Morris was educated at King's College, Taunton, Corpus Christi College, Cambridge, and Amherst College, Massachusetts. He did his National Service in the Royal Navy from 1952 - 1954. He joined the Foreign and Commonwealth Office in 1959. His postings were: Dakar, 1960; Algiers, 1962; London, 1963; Paris, 1964; Bogotá, 1967; London, 1971; Warsaw, 1976; Mexico City, 1979; Head of Personnel Policy Department, London, 1984; a sabbatical at the Royal College of Defence Studies, 1986; Milan, 1987; and British Ambassador to Colombia, Bogotá, 1990.

Morris was First Secretary of the British Embassy in Bogotá in 1970 when the England football team came to play a warm-up game in the run-up to the World Cup later that year in Mexico City. Bobby Moore, the captain of the team, was accused of stealing an emerald bracelet from the hotel shop. On 25 May, Mr Moore was charged and placed under house arrest at the home of a local football official but was freed three days later with conditions, so that he could play in the World Cup in Mexico. The case was not officially closed until 1975.

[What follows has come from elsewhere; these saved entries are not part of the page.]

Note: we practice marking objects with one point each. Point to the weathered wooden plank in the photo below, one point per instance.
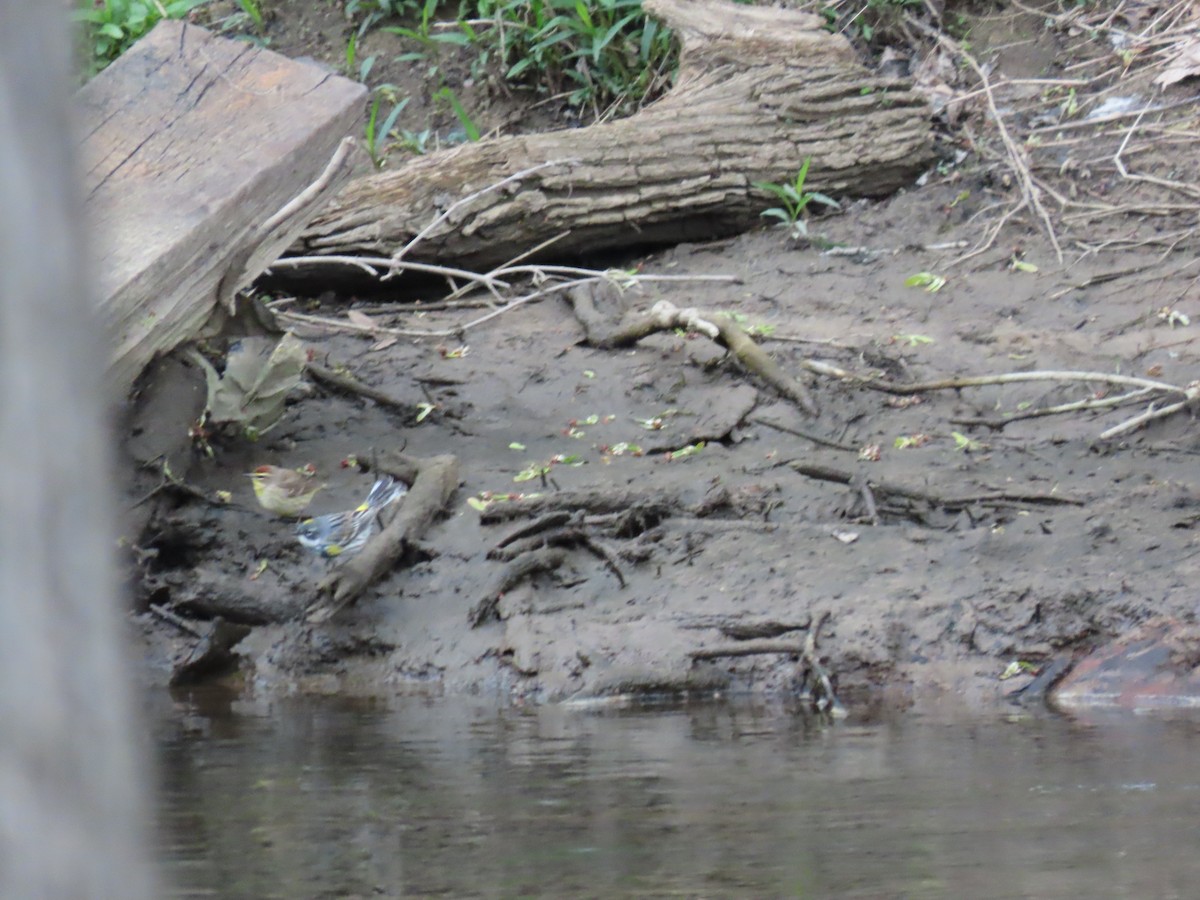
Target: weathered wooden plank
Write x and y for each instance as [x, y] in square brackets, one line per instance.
[191, 142]
[75, 791]
[759, 91]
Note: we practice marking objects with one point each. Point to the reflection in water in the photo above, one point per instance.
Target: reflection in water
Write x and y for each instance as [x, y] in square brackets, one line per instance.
[454, 798]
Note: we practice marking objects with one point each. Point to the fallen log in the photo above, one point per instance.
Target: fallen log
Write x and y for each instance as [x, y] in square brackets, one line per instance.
[193, 147]
[759, 91]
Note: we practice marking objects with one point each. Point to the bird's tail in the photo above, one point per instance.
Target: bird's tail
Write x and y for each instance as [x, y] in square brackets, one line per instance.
[384, 492]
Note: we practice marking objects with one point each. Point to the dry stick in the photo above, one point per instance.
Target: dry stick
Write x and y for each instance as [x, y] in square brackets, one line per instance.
[437, 479]
[665, 316]
[1191, 395]
[1191, 191]
[173, 618]
[349, 384]
[819, 671]
[828, 473]
[808, 436]
[462, 202]
[748, 648]
[1031, 192]
[277, 232]
[981, 381]
[546, 559]
[371, 265]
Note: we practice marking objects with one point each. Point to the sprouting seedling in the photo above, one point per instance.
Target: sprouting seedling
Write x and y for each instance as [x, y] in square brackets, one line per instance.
[909, 442]
[795, 202]
[912, 340]
[376, 133]
[683, 453]
[933, 283]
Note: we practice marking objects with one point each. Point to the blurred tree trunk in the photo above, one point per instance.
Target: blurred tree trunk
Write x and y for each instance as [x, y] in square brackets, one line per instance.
[71, 815]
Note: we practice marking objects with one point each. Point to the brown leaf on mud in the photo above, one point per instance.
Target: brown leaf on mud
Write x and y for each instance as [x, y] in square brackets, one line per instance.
[1185, 65]
[361, 319]
[383, 345]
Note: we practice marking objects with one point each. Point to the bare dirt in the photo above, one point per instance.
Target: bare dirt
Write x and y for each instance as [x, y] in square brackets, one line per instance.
[927, 600]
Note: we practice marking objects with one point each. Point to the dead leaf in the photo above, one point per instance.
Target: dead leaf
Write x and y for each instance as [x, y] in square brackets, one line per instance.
[361, 319]
[383, 345]
[1185, 65]
[259, 373]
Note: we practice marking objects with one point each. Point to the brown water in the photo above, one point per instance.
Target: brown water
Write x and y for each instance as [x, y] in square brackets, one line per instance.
[455, 798]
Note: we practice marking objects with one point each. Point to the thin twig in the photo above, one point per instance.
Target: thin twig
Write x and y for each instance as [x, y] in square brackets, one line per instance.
[1152, 413]
[462, 202]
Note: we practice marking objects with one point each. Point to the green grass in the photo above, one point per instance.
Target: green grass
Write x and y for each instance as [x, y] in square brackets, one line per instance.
[603, 55]
[111, 27]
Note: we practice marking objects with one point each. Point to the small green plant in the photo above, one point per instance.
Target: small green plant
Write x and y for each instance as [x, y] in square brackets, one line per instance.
[933, 283]
[253, 11]
[111, 27]
[912, 340]
[874, 21]
[603, 54]
[795, 199]
[376, 133]
[966, 445]
[468, 126]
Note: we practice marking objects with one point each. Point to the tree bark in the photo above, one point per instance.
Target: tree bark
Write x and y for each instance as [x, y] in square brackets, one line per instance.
[759, 91]
[73, 811]
[191, 143]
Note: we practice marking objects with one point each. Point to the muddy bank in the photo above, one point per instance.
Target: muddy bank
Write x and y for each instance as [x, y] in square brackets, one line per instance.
[1009, 538]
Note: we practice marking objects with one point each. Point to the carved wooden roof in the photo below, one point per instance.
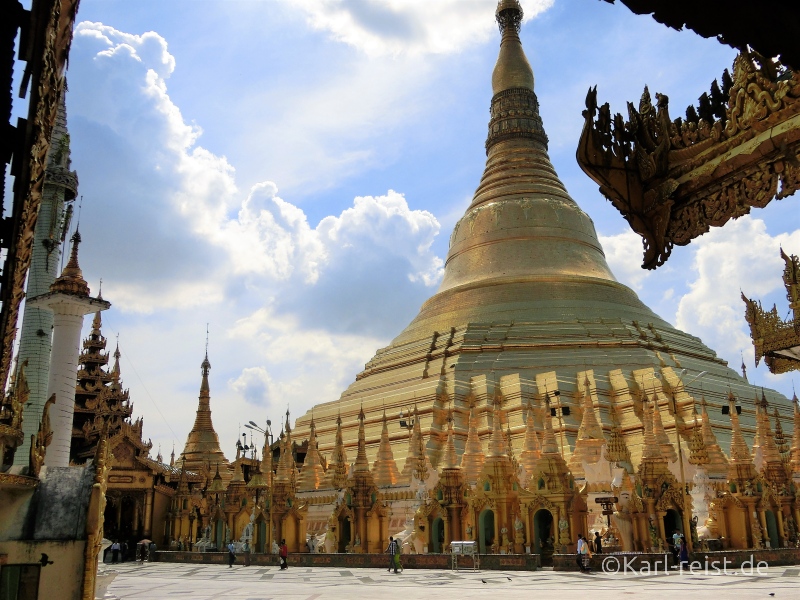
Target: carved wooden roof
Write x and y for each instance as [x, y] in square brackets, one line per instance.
[674, 179]
[770, 27]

On 4 July 2001, The Guardian ran a front page article about Keith Morris, who had written a comment piece for the same edition in which he said that the war on drugs was unwinnable, and called for the legalisation of drugs. He admitted that this was an about turn from his previous stance on the war on drugs, and was brought about by his experience of the situation in Colombia which, during his second posting, was at the height of its struggle with the Medellín Cartel.

Morris was married to the late Maria del Carmen Carratalá, with whom he had four children: two sons and two daughters. He is now married to Maria Samuel (nee Callinicos) and has a stepdaughter.